Der Unterricht in den Tagesschulen folgt dem kantonalen Lehrplan. Zum Grundangebot gehören betreute Hausaufgaben sowie Sport und Spiele. Etliche Schulen bieten individuelle Förderung sowie zusätzliche Fächer wie Englisch, Musik oder Werken an. Auch Gesundheitsvorsorge, gesunde Ernährung und Bewegung ist in den meisten Tagesschulen zum Thema geworden. So wie in der Orientierungsschule Basel, die für übergewichtige und konditionell schwache Kinder eine zusätzliche Turnstunde offeriert. Entscheidend ist weiter, welche Altersgruppen die Tagesschulen aufnehmen: Im Idealfall reicht das Angebot vom Kindergarten bis zum Ende der obligatorischen Schulpflicht mit 16 Jahren.

Grosse Differenzen - und das wurde in der Umfrage des Beobachters am stärksten gewichtet - gibt es bei den Öffnungszeiten. Vorbildlich ist da die Tagesschule Staudenbühl in Zürich, die von Montag bis Freitag von 7 bis 18 Uhr offen ist. Am anderen Ende der Skala liegt die Schule von Anniviers VS, die nachmittags jeweils um halb drei dichtmacht. Wichtig für berufstätige Eltern ist auch, ob eine Tagesschule in den Schulferien Betreuung anbietet.

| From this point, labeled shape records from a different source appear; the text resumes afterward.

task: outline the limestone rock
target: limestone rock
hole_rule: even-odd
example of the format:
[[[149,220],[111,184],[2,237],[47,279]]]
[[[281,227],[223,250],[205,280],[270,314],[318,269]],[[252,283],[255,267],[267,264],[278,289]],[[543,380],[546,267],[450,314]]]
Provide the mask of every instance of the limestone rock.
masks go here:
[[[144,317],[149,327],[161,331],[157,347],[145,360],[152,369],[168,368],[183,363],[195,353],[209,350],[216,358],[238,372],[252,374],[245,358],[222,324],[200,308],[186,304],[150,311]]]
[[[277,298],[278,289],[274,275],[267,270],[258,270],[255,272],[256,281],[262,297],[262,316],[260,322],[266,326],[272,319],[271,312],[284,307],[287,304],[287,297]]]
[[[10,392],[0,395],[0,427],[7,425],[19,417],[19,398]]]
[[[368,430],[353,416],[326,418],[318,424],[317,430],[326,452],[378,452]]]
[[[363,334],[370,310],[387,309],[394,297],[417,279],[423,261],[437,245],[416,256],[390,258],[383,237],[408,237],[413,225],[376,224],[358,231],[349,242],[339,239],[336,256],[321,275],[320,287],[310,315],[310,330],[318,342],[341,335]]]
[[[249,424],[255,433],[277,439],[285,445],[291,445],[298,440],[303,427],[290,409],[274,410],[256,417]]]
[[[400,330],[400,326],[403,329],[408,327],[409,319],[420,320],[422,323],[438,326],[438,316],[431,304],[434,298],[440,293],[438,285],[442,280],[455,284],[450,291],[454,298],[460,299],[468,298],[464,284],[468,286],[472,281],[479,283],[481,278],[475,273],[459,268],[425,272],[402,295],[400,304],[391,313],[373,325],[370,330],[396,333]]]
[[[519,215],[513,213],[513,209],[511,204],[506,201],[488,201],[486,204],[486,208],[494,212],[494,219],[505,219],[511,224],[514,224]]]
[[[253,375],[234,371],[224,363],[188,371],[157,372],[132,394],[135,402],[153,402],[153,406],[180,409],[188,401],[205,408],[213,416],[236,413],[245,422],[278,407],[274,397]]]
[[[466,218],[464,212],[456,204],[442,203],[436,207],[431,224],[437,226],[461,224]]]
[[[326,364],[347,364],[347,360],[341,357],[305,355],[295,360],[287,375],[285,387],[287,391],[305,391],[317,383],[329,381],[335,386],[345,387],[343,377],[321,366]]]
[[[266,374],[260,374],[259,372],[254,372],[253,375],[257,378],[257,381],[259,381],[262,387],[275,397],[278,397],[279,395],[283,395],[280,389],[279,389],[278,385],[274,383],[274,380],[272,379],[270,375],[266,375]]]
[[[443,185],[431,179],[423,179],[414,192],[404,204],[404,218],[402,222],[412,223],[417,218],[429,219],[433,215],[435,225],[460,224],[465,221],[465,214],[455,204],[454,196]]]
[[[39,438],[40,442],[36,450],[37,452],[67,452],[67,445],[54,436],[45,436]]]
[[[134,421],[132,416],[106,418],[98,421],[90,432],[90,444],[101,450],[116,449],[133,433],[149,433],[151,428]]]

Trotz Millionären zu teuer

Auch in Freienbach SZ - bekannt für seine tiefen Steuern und seine hohe Millionärsdichte - standen nach einer Elternbefragung Pläne für eine Tagesschule zur Diskussion. Ausgelegt für rund 60 Kinder, wurden die Kosten dafür auf 1,8 Millionen Franken pro Jahr veranschlagt; das Konzept sah vor, die eine Hälfte durch Elternbeiträge, die andere durch die öffentliche Hand zu finanzieren. In den Spalten der Lokalpresse wogte der Meinungsstreit, im Vorfeld der Abstimmung verging kaum ein Tag, an dem nicht ein Gegner oder ein Befürworter seine Meinung kundtat. Ende Mai verwarfen die Freienbacher die Vorlage. Ausschlaggebend dürfte jenes Argument gewesen sein, das bereits im Vorfeld die Diskussion dominierte: zu teuer.